Dalam penjabaran Al-Quran, dapat terlihat
sebuah penekanan bahwa Allah adalah Dzat Yang Tunggal :
“Katakanlah: “Dia-lah Allah, Yang Maha Esa. Allah adalah Tuhan yang
bergantung kepada-Nya segala sesuatu. Dia tiada beranak dan tidak pula
diperanakkan dan tidak ada sesuatupun yang setara dengan Dia.” (Al-Ikhlas (112) : 1-4).

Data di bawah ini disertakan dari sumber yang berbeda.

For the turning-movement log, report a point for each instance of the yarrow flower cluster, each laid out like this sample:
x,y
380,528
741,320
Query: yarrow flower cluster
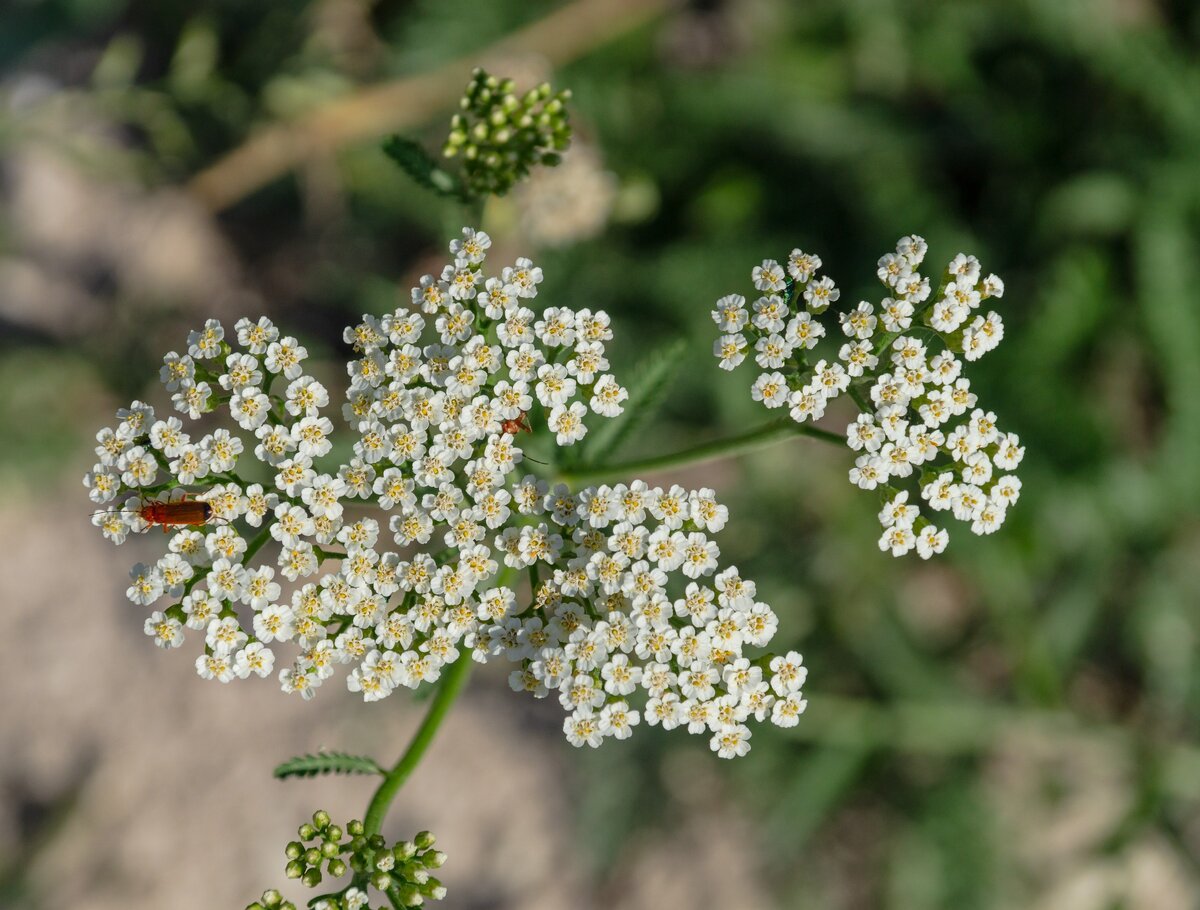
x,y
441,396
501,136
400,872
921,435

Allah itu Esa, bukan 1 dari 3, atau 3 yang 1. Allah tidak punya anak,
Allah itu tunggal. Perbedaan mendasar inilah yang membedakan konsep
tauhid Islam dengan konsep ketuhanan yang lain. Seperti misalnya
Trinitas Kristiani.
Menurut iman kristiani, tuhan sebagai oknum/pribadi
memiliki dalam diri-nya 3 (tiga) kodrat kuasa-nya atau kodrat
Ketuhanan-nya, yaitu:
- Mencipta: Kuasa Mencipta ini dalam Perjanjian baru disebut dengan predikat BAPA (Father) (Matius 11:25, lukas 10:21)

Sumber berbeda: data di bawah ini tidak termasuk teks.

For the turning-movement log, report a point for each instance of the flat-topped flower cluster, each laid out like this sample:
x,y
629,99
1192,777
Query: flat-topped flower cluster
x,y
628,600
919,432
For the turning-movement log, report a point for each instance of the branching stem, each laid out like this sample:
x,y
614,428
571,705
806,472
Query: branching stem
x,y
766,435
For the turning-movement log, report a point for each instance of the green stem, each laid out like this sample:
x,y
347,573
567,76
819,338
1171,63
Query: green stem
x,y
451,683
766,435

- Berfirman: Kuasa berfirman (dan bertindak) ini dalam Perjanjian baru disebut dengan predikat ANAK (Son) (Yohanes 1:14, Yohanes 1:18, Matius 16:16)
- Roh Allah: Roh Allah yang berkuasa memelihara, mengayomi, membimbing dan menolong ini dalam Perjanjian baru disebut dengan Roh Kudus (Holy Ghost/Spirit) (Yohanes 14:16-17, Yohanes 14:26, 15:26)

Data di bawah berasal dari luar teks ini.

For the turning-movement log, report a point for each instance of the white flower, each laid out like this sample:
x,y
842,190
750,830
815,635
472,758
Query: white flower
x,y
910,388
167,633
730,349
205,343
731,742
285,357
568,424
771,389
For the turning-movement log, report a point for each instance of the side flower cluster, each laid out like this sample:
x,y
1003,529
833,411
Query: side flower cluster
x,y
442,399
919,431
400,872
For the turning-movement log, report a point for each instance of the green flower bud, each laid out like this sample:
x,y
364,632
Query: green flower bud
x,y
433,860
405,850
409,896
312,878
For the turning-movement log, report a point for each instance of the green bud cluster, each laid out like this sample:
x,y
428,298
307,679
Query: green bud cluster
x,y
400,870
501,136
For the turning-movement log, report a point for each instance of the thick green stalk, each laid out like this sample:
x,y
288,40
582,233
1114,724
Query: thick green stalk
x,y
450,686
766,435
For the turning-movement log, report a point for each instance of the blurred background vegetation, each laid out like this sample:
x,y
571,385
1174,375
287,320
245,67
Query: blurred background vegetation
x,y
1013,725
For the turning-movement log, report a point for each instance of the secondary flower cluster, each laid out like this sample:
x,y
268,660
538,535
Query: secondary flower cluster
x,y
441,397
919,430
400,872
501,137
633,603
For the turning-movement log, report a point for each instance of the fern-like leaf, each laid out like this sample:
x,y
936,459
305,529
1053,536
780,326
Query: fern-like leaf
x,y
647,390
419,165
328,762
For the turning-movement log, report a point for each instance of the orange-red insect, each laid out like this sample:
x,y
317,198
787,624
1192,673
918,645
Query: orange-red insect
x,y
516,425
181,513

Dalam ajaran Islam, satu-satunya yang berhak menginterpretasikan
(menta’wil) pemaknaan diri Tuhan, adalah diri-Nya sendiri, karena logika
dan rasio manusia sangatlah terbatas. Hal ini dijelaskan secara langsung
oleh Allah SWT dalam QS. Ali Imran ayat 7 :
”Dia-lah yang menurunkan Al Kitab (Al Quran) kepada kamu".
Di antara (isi) nya ada ayat-ayat yang muhkamaat (ayat-ayat hukum yang gamblang maknanya), itulah pokok-pokok isi Al-Quran, dan (sedangkan) yang lain (ayat-ayat) mutasyaabihaat (Samar-samar
maknanya). Adapun orang-orang yang dalam hatinya condong kepada
kesesatan, maka mereka mengikuti sebahagian ayat-ayat yang mutasyaabihaat daripadanya untuk menimbulkan fitnah untuk mencari-cari ta’wilnya
(penjelasannya), padahal tidak ada yang mengetahui ta’wilnya melainkan
Allah. Dan orang-orang yang mendalam ilmunya berkata: “Kami beriman
kepada ayat-ayat yang mutasyaabihaat, semuanya itu dari sisi
Tuhan kami.” Dan tidak dapat mengambil pelajaran (daripadanya) melainkan
orang-orang yang berakal.” (Ali Imran (3) : 7)
Yang dimaksud ayat-ayat mutasyabihaat dalam ayat tersebut
menurut sepakat ahli tafsir adalah ayat-ayat yang pengertiannya hanya
Allah yang mengetahui, seperti ayat-ayat yang berhubungan dengan yang
ghaib, misalnya ayat-ayat yang mengenai sifat-sifat Allah. Sehingga
dapat ditarik kesimpulan bahwa Dzat Tuhan hanya Dia sendiri yang
mengetahui (hakikatnya), sedangkan makhlukNya hanya (cukup) tahu sedikit
saja (karena logika dan rasio manusia terbatas).
I. Lalu Tuhan (Allah) itu Dekat, atau nun-jauh disana?
Pertanyaan inilah yang menjadi focus utama dari orang-orang yang
mencoba mengingkari eksistensi Tuhan, dan berpegang pada anggapan bahwa:
“Ide tentang tuhan hanyalah ilusi. Namun begitu, (tuhan) mulai
dibutuhkan manusia seperti seorang anak yang membutuhkan seorang bapak
yang melindunginya. Selayaknya manusia modern saat ini mencari apa yang
terdapat dalam dirinya (eksistensi diri sebagai sebuah hal yang mutlak,
bukannya tuhan), bukan malah mencari apa yang berada jauh diluar sana
(maksudnya adalah tuhan).” (kutipan dari tulisan seorang psiko-analitis
ateis bernama Sigmund Freud). Bahkan, mereka (yang merasa dijauhi
Tuhan), malah cenderung mengarahkan pemikirannya kepada ateisme.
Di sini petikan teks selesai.